There’s another reason.  The world’s cooperative insurers and banks hold phenomenally large amounts of investment funds on behalf of their customers. The members of the international coop and mutual insurers’ federation ICMIF (some of whom have a commendable track record incidentally in promoting socially responsible investment) alone have over one and half trillion US dollars in assets.

The necessary work of campaigning against companies’ manipulation of  corporation taxation is an area, in other words, where cooperative businesses can take a lead.

(If cooperatives are to claim the ethical high ground,  change the verb in that last sentence of mine from ‘can’ to ‘must’.)

Ethical banking: so what else is there?

It’s the morning after the day before… and, particularly in the light of those posts appearing from unhappy Co-op Bank customers pledging to move their accounts, it seems natural today to ask what we have left in terms of cooperative and values-driven banking in Britain.

The short answer is that cooperative banking in Britain, unlike many other European countries, has effectively meant just the Co-operative Bank, originally established in 1872 to serve the 1000+ local consumer co-operative societies.  Elsewhere in Europe co-operative banking grew not from consumer co-operation but from what we would now describe as locally based credit unions. If you’re interested, you’ll find a piece I wrote in the summer for The Guardian on European coop banking sector (and there are some very big banks involved) here.

What Britain did have (at least until the wave of demutualisations following the Thatcher-era Building Societies Act) was a thriving mutual savings and mortgage loans sector.  The largest remaining mutual mortgage lender by a very long way is the Nationwide Building Society, of course.  As a footnote, the Nationwide was originally directly associated with the cooperative movement (it changed its name from the Co-operative Permanent in 1970).  As a result of Co-operatives UK’s wooing of the mutual sector,  the Nationwide has recent chosen to become a Co-ops UK member.

Triodos Bank has been an innovative player in Britain in relation to ethical investment for almost twenty years, since the parent Dutch bank took over a small Rudolf Steiner-inspired UK bank in 1995.  Triodos’s own roots are in the Steiner movement (or anthroposophy, if you prefer), although the bank dropped its formal links with the Steiner movement in 1999.  It is not cooperatively structured, and indeed its internal structure is complicated (I last wrote about Triodos in detail for The Observer in 2004).  Its shares are held entirely by a Foundation with the mission of protecting the original principles of the bank, but a form of quasi-equity (so-called ‘depository receipts’) is made available to both individuals and institutions.  Incidentally, a Dutch cooperative bank is the largest institutional shareholder in Triodos, with a 6.6% holding of depository receipts.

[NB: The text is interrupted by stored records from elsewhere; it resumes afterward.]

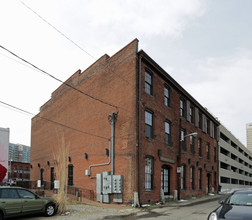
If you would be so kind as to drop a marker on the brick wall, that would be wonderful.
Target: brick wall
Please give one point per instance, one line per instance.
(111, 80)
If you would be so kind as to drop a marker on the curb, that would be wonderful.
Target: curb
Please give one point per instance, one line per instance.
(194, 202)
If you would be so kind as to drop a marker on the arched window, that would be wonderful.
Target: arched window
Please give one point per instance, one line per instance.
(200, 179)
(42, 176)
(165, 179)
(183, 177)
(192, 175)
(148, 173)
(70, 175)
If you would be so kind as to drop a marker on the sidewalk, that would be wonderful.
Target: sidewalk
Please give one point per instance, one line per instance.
(194, 201)
(181, 203)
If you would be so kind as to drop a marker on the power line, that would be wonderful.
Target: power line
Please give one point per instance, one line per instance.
(50, 75)
(68, 38)
(54, 122)
(57, 30)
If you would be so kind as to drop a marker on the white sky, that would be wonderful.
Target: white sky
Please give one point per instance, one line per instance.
(205, 45)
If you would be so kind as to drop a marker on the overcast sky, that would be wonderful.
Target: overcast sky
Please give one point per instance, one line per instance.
(205, 45)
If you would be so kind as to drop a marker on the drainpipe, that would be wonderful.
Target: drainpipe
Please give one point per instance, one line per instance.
(139, 126)
(112, 119)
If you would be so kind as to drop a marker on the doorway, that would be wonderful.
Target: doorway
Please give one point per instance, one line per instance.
(165, 179)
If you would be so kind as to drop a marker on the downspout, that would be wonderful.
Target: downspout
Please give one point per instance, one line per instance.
(103, 164)
(112, 119)
(139, 126)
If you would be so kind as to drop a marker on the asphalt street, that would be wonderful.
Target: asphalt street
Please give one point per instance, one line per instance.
(80, 211)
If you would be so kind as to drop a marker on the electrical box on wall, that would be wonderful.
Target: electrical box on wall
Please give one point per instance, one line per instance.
(87, 172)
(107, 183)
(98, 186)
(117, 181)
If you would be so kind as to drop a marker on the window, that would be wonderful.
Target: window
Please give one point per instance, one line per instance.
(208, 126)
(182, 108)
(148, 173)
(42, 176)
(25, 194)
(167, 133)
(192, 145)
(200, 179)
(215, 154)
(183, 177)
(8, 193)
(192, 178)
(165, 179)
(166, 96)
(208, 151)
(199, 147)
(182, 140)
(200, 120)
(148, 83)
(191, 114)
(70, 175)
(148, 124)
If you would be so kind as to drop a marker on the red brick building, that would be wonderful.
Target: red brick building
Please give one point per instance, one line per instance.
(151, 149)
(19, 171)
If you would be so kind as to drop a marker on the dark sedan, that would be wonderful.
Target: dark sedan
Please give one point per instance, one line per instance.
(237, 206)
(17, 201)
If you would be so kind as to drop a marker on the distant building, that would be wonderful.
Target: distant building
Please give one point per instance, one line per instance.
(249, 136)
(235, 162)
(19, 153)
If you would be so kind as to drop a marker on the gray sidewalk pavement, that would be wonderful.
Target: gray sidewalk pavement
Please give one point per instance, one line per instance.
(194, 201)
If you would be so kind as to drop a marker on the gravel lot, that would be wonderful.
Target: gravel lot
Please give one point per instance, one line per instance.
(81, 211)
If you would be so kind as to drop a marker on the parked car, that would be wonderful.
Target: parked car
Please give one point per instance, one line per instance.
(17, 201)
(236, 206)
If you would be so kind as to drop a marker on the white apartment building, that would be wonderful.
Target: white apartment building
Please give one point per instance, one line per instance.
(235, 162)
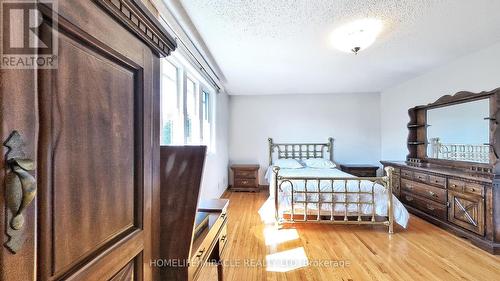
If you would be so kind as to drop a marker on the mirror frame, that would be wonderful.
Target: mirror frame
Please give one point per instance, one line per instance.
(417, 138)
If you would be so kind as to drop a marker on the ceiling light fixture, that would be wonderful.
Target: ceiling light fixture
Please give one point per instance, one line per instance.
(356, 36)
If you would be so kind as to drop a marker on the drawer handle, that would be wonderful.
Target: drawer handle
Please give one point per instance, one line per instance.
(200, 253)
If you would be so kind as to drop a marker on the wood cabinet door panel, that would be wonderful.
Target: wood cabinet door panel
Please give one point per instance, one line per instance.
(466, 211)
(92, 169)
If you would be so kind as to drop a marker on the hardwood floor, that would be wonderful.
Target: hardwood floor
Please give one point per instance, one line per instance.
(422, 252)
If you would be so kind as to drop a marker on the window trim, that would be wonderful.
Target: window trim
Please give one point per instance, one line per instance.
(185, 72)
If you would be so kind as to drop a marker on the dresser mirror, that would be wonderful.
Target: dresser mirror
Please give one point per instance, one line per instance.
(459, 132)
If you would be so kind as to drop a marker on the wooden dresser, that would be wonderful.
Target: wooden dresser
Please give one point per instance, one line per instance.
(451, 184)
(245, 177)
(446, 197)
(360, 170)
(209, 245)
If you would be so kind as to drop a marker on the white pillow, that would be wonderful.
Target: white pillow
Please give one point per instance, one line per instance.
(319, 163)
(288, 164)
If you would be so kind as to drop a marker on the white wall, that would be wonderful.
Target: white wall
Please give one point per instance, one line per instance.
(353, 120)
(215, 174)
(476, 72)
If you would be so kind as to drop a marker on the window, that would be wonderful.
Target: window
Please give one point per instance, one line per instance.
(171, 114)
(192, 113)
(186, 105)
(206, 112)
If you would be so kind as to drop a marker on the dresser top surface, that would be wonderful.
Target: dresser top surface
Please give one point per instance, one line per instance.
(245, 166)
(449, 171)
(358, 166)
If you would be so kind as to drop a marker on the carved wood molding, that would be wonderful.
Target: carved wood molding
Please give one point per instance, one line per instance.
(459, 97)
(134, 16)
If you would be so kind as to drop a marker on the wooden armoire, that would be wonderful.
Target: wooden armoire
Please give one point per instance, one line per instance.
(80, 154)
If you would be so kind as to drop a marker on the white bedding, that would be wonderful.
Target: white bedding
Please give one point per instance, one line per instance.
(401, 215)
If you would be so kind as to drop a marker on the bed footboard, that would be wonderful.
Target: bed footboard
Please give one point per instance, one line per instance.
(346, 202)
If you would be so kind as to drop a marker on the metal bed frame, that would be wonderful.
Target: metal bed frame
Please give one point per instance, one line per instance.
(319, 150)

Peter Blom, a Dutch banker, has been in charge since 1989 and there’s an interesting video interview with him where he discusses among other things Steiner’s influence and Triodos’s approach to money on YouTube.

The Charity Bank is owned by CAF, the Charities Aid Foundation (the “charities’ charity”).  It offers savings products but not personal banking.  Unity Trust, owned by trade unions and with a minority shareholding from the Co-operative Bank, offers banking for charities and the not-for-profit sector but not for individuals.

And last but not least is Britain’s growing credit union movement. Britain was a late developer in terms of credit unions (perhaps because of the reach of building societies) and not everything over the past twenty years has been entirely plain sailing but Britain does now have some established and strong credit unions, the largest of which offer basic personal banking.  I wrote earlier this year on credit unions for the magazine Choice, and you’ll find this article on my website here.